Werner Heisenberg 1901'de Almanya'da doğdu. 1923 yılında, Münih Üniversitesinden teorik fizik dalında doktora aldı. 19241927 yılları arasında Kopenhag'da büyük Danimarkalı fizikçi Neils Bohr ile çalıştı. Kuantum mekaniği ile ilgili ilk önemli çalışması 1925'te yayımlandı ve 1927'de de belirsizlik ilkesinin formülü ortaya çıktı. Heisenberg 1976 yılında, yetmiş dört yaşında, arkasında bir eş ve yedi çocuk bırakarak öldü. 

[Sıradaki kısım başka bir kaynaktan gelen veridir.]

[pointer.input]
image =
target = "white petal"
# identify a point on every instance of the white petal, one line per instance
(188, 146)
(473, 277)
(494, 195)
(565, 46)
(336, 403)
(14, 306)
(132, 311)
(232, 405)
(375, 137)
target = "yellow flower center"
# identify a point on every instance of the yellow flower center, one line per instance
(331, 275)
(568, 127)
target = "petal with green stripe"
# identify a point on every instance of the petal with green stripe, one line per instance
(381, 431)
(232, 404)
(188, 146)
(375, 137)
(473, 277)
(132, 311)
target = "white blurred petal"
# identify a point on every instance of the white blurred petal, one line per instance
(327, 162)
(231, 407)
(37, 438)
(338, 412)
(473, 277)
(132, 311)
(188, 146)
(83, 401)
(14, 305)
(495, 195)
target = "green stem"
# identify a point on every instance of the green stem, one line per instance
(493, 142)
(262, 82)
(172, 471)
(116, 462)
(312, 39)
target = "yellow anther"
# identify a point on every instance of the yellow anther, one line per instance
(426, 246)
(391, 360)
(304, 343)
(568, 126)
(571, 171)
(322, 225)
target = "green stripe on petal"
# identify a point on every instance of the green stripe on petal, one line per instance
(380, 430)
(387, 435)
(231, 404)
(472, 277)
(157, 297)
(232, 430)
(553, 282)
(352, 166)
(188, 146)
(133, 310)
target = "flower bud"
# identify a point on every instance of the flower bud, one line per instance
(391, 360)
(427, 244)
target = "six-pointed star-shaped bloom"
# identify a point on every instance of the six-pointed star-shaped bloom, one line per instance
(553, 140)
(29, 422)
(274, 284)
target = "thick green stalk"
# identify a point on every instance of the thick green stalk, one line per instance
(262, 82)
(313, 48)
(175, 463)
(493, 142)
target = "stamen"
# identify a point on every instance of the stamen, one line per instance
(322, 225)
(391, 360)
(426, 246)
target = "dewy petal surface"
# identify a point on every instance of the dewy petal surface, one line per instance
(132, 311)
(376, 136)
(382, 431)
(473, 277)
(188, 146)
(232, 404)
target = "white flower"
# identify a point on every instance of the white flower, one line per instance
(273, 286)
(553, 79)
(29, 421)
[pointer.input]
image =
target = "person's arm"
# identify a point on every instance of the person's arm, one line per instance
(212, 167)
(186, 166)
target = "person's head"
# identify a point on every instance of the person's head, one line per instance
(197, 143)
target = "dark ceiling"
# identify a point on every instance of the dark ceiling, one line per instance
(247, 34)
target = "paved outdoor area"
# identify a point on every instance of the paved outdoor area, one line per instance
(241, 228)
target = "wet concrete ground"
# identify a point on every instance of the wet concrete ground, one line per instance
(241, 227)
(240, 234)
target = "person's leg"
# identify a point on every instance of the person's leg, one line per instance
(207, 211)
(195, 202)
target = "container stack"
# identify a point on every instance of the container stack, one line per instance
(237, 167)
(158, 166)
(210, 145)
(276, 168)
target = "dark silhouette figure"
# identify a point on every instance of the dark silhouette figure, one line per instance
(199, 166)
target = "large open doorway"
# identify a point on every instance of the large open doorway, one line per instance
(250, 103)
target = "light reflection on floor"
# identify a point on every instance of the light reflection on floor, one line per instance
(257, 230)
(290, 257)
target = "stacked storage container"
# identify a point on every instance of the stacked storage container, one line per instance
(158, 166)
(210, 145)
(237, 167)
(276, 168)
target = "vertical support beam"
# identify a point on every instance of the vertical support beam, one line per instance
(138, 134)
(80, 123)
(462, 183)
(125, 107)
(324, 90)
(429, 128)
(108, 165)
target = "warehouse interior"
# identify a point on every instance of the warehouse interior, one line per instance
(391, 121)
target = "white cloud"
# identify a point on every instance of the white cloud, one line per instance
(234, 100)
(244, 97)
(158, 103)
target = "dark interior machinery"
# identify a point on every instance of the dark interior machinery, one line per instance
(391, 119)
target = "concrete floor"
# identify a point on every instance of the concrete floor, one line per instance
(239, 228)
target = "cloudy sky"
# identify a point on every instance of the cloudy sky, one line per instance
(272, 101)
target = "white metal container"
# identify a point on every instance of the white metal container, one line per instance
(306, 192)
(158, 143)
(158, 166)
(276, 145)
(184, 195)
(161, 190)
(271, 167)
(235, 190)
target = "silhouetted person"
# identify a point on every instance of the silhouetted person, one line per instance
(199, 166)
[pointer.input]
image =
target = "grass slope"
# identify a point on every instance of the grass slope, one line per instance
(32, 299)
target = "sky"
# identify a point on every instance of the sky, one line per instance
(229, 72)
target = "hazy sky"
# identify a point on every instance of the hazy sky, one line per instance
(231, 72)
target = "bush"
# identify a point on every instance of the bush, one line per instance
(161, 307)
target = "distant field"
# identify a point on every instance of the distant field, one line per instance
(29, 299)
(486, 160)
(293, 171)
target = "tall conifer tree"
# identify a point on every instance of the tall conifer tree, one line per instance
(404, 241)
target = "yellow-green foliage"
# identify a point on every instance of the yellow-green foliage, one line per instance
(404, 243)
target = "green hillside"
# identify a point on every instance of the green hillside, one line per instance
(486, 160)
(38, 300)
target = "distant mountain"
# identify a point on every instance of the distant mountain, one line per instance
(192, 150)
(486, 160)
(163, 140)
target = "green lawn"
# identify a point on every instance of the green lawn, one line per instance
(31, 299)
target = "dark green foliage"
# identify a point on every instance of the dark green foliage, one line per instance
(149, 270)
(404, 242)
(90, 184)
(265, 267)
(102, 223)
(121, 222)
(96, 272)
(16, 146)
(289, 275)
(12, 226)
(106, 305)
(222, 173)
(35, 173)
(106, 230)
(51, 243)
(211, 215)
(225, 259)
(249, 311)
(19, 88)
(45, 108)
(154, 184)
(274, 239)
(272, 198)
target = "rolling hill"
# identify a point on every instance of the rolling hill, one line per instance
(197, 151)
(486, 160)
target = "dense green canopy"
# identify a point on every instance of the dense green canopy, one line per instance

Okur, kuantum mekaniğinin önemini öz önünde bulundurarak, Heisenberg'in bu listede neden daha da üst sıralara yerleştirilmediğini merak edebilir. Heisenberg kuantum mekaniğinin gelişmesini sağlayan tek önemli bilim adamı değildi. O'ndan önce yaşamış olan Max Planck, Albert Einstein, Neils Bohr ve Fransız bilim adamı Louis de Broglie, konuya önemli katkılarda bulunmuşlardır. Ek olarak, aralarında Avusturyalı Erwin Schrödinger ve İngiliz P.A.M Dirac'ın da yer aldığı birçok bilim adamı, Heisenberg'in gelecekteki gelişmelere temel oluşturan çalışmasının yayımlanmasının hemen ardından gelen yıllarda kuantum teorisine önemli katkılar yapmışlardır. Yine de, Heisenberg'in kuantum mekaniğinin gelişimindeki en önemli kişilik olduğunu ve bu çalışmalardan doğan saygınlık payı olan herkese bölüştürüIse bile, yapmış olduğu katkıların O'na bu listede yüksek bir noktada bulunma hakkı kazandırdığını düşünüyorum.